The first time I saw Adi Da was at a Darshan in 1986. That first
Darshan was very powerful for me because I experienced a transcendent "exit" from
the body and a meeting with Him outside of the body. It was exhilarating and ecstatic.
It happened spontaneously and, for me, it removed any doubt and concern I might
have had about His authenticity as a Great Spiritual Realizer. From that time
on I became even more interested in His Work.
My second Darshan was truly
wonderful. I had an experience of being totally "there" with Him, relieved of
all contraction at the heart, and I was lifted into a simple, happy everything-just-as-it-is
state and I carry that state of mind and body with me still. Seeing Him in person
has changed my relationship to Him only in the sense that it has deepened my respect
for Him and my feeling of devotion to Him.
Though I am not a formal member
of Adidam, I feel the greatest devotion to Him. His Work enters my life, His Teaching
enters my heart, and I gratefully use what I assimilate from His Presence in my
service to others.
I also actively talk about Adi Da to others — to people
who have a spiritual bent, to other Spirit Rock dharma teachers, and I talk a
lot about Him with my personal friends. In fact, I have described my recent Darshan
of Him so many, many times now that I'm needing to stop talking about it!
I
feel that Adi Da's Teachings have tremendous significance for humanity in general.
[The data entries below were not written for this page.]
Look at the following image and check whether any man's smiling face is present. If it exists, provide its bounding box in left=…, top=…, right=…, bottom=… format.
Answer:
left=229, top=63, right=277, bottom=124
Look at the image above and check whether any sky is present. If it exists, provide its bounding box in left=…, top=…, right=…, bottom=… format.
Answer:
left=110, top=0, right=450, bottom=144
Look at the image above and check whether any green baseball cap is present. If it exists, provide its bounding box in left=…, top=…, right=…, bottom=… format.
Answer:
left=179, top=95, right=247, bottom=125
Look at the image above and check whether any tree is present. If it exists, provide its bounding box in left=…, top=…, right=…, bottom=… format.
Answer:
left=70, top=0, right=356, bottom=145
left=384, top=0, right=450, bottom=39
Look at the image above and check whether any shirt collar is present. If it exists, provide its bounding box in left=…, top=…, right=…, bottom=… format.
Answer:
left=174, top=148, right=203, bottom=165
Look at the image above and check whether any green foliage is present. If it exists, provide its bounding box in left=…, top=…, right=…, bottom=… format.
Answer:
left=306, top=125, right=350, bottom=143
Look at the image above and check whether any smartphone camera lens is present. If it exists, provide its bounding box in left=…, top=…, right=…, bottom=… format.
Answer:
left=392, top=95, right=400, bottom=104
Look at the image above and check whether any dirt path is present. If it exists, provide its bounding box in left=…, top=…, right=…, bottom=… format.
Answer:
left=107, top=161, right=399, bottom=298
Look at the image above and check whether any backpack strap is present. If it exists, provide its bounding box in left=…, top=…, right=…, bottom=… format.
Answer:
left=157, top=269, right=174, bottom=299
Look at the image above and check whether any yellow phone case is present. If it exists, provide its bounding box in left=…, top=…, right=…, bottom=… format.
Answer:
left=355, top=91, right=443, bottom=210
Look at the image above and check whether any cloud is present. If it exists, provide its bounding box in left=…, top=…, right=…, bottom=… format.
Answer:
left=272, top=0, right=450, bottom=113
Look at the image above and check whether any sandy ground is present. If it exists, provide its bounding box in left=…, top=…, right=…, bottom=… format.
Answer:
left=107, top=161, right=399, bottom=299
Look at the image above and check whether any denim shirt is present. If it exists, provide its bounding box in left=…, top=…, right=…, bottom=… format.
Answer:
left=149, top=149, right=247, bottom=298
He presents a foundation and a structure for sanity. The equation "Cooperation
+ Tolerance = Peace" that He has Taught is deceptively simple but extremely
profound as a guide for sane living that applies to all human beings, both individually
and collectively. [Ed. note: See also Adi Da's book, Not-Two Is Peace.] He is one among the very few genuinely sane public figures that
I have ever encountered. And so I think that His Teachings, particularly in the
West — in this culture where there are so few people who can be admired and are
serving as role models — are of the greatest significance.